We did not identify any significant differences in cell frequency in patients receiving either CYC or AZA although the number of patients in each of these groups was low in our study. A study focusing on juvenile-onset SLE in 2020 identified four patient groups based on eight immune cell subsets and defined predominantly by differences in the frequency of CD4 and CD8 T cells. Interestingly, there were significant differences in MMF use, but not other immunosuppressants, between the groups [27].

In our study, changes in predicted immune cell frequency were observed according to current/previous exposure to MMF rather than whether patients were currently receiving MMF. We were unable to determine whether, in those patients previously exposed, MMF withdrawal was recent enough to still affect cell proportions. In patients with SLE, others have demonstrated prolonged changes in the B cell compartment following withdrawal of MMF [28].

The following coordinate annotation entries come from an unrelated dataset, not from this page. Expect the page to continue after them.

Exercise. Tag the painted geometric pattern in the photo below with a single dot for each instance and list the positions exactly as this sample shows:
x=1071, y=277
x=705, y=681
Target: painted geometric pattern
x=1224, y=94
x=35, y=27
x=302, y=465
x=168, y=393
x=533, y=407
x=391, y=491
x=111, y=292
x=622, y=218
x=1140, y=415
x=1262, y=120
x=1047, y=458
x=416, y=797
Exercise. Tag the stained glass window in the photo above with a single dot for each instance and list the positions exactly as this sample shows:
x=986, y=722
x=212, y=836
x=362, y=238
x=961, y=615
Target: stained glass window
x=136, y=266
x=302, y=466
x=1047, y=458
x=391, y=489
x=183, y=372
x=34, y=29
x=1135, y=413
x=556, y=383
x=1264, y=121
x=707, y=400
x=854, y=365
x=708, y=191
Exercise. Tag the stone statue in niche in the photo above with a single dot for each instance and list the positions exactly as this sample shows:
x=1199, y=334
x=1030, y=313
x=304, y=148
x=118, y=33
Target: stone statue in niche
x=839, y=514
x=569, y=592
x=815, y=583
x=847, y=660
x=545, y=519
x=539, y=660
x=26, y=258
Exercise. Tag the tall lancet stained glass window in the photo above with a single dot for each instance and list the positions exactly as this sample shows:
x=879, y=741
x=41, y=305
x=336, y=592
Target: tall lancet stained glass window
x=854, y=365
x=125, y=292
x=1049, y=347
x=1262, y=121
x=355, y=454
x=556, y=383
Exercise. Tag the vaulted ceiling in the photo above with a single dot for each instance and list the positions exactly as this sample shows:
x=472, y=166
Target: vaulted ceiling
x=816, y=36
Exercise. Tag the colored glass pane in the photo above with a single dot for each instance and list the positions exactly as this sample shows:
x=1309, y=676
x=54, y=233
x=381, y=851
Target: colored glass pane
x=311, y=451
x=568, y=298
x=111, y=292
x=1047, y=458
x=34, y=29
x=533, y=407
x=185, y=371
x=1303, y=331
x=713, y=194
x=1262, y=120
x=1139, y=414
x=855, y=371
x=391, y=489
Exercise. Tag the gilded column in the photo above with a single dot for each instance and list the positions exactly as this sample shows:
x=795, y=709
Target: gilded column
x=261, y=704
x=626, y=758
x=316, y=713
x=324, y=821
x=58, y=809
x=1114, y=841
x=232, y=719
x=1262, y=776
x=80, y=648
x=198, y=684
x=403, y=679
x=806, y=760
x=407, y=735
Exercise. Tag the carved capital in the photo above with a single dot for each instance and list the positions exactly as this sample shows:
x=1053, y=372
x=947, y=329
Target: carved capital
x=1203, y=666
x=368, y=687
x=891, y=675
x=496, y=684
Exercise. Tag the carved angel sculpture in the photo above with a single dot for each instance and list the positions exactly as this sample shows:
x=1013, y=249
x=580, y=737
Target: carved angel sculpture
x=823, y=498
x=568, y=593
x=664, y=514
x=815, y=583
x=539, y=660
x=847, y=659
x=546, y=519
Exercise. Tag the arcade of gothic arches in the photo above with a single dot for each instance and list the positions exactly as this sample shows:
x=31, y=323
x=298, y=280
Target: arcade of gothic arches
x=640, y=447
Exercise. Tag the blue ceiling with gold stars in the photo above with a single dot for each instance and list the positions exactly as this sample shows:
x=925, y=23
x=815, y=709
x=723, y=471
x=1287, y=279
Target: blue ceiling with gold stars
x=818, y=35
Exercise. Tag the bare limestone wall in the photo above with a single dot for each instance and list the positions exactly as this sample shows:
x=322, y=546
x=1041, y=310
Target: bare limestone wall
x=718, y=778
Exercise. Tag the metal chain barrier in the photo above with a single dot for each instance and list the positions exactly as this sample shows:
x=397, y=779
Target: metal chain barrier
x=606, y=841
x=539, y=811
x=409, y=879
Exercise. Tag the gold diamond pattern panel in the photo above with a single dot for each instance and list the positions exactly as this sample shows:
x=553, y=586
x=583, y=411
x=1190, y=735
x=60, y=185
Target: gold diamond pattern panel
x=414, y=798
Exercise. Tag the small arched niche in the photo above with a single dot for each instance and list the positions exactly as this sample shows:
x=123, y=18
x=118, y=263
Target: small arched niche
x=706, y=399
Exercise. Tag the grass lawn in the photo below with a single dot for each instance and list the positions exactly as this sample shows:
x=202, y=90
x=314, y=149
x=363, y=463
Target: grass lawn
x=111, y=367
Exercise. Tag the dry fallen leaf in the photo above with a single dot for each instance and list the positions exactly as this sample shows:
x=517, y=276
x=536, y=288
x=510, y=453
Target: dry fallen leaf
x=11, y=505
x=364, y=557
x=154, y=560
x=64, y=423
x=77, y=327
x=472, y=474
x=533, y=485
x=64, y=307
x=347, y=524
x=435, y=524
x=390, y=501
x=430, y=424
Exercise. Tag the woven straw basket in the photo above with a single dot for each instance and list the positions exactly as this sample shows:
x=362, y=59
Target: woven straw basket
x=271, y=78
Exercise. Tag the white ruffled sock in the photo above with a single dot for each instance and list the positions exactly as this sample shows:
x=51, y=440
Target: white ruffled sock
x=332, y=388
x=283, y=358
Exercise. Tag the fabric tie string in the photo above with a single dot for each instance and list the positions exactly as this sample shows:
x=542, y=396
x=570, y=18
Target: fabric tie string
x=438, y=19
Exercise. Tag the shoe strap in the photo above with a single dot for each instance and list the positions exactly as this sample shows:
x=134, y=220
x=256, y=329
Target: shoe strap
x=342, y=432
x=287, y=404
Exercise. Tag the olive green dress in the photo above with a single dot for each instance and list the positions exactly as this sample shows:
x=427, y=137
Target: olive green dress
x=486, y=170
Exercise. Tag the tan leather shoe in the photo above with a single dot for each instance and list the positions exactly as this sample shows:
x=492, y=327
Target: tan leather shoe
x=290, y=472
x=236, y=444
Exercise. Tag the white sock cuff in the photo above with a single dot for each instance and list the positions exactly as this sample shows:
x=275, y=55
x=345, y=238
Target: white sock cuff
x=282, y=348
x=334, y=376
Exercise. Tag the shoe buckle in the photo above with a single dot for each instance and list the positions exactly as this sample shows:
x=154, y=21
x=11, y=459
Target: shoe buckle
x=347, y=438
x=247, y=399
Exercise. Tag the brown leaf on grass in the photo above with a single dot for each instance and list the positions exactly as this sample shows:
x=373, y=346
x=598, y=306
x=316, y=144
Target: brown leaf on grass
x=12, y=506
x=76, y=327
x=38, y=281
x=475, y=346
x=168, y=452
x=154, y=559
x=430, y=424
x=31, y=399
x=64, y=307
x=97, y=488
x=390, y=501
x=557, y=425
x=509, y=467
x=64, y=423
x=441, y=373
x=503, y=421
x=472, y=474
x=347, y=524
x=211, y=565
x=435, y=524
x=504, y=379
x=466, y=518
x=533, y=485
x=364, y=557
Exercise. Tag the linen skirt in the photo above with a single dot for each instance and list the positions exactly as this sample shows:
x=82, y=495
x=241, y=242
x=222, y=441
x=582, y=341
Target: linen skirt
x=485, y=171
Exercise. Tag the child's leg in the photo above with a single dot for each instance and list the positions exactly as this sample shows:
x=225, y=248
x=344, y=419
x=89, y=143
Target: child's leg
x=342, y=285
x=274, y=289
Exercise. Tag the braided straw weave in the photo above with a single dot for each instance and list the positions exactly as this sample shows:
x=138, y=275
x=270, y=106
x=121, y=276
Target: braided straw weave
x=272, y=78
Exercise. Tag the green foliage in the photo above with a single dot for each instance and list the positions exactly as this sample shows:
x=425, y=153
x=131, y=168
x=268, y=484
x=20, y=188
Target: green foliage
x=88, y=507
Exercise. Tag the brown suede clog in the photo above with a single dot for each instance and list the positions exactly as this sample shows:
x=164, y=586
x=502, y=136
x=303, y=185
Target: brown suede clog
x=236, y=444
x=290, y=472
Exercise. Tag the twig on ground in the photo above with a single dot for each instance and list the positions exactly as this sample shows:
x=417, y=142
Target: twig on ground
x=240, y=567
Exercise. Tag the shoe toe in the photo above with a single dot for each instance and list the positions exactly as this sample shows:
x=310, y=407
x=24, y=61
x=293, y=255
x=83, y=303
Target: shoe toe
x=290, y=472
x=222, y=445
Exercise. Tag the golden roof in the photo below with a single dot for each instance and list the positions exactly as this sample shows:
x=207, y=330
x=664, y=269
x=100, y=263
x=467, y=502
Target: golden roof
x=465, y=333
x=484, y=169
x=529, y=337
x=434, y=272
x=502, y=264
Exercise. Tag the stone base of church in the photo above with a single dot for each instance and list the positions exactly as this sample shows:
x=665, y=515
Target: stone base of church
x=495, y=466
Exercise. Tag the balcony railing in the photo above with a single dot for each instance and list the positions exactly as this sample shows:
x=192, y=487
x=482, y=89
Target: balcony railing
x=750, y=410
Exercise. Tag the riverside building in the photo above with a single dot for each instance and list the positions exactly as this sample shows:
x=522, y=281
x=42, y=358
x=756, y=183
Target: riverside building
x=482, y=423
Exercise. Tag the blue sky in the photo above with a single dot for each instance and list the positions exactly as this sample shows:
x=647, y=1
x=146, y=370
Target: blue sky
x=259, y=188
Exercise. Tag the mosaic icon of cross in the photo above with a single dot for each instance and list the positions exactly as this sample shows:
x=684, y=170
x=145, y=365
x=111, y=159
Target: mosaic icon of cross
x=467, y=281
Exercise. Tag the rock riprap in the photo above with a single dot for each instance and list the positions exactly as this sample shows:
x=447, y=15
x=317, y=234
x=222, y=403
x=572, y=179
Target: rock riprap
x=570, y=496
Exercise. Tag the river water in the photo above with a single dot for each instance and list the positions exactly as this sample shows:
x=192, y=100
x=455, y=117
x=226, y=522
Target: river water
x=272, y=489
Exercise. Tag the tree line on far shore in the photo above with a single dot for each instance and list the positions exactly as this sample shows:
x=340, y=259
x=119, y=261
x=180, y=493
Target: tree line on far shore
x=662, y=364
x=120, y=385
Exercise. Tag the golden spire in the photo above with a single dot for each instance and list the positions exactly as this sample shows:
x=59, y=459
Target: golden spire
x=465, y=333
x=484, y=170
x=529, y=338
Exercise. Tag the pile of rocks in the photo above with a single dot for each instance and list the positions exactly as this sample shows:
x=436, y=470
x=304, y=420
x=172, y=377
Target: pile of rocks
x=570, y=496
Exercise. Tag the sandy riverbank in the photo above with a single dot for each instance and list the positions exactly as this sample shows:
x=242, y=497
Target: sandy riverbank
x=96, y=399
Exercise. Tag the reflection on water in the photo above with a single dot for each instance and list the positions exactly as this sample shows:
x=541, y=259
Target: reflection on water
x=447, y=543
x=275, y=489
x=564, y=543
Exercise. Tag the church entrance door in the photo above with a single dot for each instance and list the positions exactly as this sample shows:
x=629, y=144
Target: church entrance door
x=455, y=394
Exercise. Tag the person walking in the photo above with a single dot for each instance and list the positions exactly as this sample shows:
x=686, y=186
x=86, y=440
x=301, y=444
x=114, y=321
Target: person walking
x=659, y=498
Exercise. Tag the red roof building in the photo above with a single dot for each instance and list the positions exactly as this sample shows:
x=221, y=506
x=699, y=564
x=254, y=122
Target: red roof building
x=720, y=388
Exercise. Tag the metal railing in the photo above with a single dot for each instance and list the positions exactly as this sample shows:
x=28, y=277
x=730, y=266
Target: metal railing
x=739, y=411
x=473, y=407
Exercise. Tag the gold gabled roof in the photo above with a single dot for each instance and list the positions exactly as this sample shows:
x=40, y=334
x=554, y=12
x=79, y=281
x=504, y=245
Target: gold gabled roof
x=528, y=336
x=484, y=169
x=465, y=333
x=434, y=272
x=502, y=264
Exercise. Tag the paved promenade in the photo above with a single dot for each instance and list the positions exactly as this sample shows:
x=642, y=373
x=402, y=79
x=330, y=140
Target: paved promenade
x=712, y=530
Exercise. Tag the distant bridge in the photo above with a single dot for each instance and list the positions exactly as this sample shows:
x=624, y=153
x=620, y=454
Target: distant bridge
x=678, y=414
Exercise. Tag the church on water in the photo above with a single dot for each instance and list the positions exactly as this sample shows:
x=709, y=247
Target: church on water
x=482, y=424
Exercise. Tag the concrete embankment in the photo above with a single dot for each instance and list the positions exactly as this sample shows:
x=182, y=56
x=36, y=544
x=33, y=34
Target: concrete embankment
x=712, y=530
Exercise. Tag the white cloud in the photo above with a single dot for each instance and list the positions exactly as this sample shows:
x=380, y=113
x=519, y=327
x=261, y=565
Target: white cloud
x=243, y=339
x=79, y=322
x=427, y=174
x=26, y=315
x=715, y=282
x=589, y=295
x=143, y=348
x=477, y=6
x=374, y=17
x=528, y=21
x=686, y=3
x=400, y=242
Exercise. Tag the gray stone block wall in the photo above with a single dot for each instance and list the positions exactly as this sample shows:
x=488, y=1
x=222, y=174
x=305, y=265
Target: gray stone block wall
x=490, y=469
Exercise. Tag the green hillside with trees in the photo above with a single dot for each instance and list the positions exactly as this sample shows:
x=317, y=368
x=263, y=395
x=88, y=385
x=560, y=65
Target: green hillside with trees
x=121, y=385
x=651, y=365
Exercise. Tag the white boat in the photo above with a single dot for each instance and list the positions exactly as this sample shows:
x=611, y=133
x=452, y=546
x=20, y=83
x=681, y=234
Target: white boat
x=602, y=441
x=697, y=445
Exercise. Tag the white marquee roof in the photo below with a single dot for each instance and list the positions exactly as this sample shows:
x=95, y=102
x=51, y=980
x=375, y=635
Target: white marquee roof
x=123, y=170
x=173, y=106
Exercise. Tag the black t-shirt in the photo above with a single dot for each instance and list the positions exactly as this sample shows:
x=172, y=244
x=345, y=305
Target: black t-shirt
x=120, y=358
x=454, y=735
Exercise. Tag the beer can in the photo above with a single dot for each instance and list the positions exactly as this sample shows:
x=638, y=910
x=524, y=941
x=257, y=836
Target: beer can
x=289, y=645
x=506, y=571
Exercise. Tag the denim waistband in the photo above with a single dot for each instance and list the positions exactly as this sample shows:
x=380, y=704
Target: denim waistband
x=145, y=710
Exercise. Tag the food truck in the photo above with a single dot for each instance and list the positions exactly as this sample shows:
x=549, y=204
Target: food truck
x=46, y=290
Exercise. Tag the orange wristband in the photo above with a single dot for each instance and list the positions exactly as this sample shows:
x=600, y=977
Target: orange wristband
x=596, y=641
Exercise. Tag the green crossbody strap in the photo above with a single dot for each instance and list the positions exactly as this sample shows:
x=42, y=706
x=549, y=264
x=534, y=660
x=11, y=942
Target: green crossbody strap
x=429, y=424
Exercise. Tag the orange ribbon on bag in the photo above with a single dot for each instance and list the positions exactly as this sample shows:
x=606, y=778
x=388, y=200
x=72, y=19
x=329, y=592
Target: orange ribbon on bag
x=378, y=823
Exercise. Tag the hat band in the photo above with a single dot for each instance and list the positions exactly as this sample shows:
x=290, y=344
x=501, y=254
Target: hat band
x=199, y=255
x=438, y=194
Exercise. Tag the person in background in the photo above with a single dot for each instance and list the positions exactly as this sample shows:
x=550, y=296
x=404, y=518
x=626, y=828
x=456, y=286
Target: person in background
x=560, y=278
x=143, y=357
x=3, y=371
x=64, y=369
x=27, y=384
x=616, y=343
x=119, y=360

Although there were a significant number of DEGs related to MMF exposure in whole blood, only a small number of DEGs were identified within the CD4 T cell subset. This suggests that the transcriptomic difference observed in whole blood may be driven by changes in immune cell frequency, rather than significant differences in the transcriptome within an individual cell type. Further studies should confirm this observation using sorted cells. Within the CD4 T cell population, the patient clusters differed by age, previous mucosal ulceration, prednisolone use, and MTX exposure. Genes related to nuclear transport including NUP88 and NUP105 appeared to be expressed at lower levels in clusters 2 and 4, which comprised older patients, consistent with reports of reduced nuclear transport protein expression in ageing [29].

An important limitation of our study is that the number of patients currently immunosuppressants other than MMF was relatively small, which may be because patients were recruited just prior to an escalation in therapy (mostly commonly starting rituximab). Furthermore, in our study, low estimated cell numbers were obtained for 11/22 cells in the LM22 matrix. This included plasma cells which have been reported to be increased in the peripheral blood in active SLE patients [30] along with other potentially relevant cell types including naïve B cells and activated macrophages. As our data does not include a healthy control population, we were unable to directly compare SLE with heathy controls, but for the 11 cell types we analysed, their estimated frequencies were similar to those reported by others [3]. Our study was cross-sectional, and so we were unable to study whether these cell populations were stable over time or how they might change in response to drug treatment. Finally, whilst estimations of cell populations based on transcriptomic profile have been shown to correlate with flow cytometry findings in other contexts, this methodology has not been validated in patients with SLE.

Conclusion

Drug therapy is associated with important differences in the whole blood transcriptomic signature in patients with SLE which may persist even after the medication is withdrawn. A better understanding of the short- and medium-term consequences of these changes and how they relate to prognosis in SLE is needed. Persistent immune system changes could influence refractoriness to future treatments. Importantly, our results demonstrate the need to adequately adjust for background medication use, especially in studies using whole blood transcriptomics.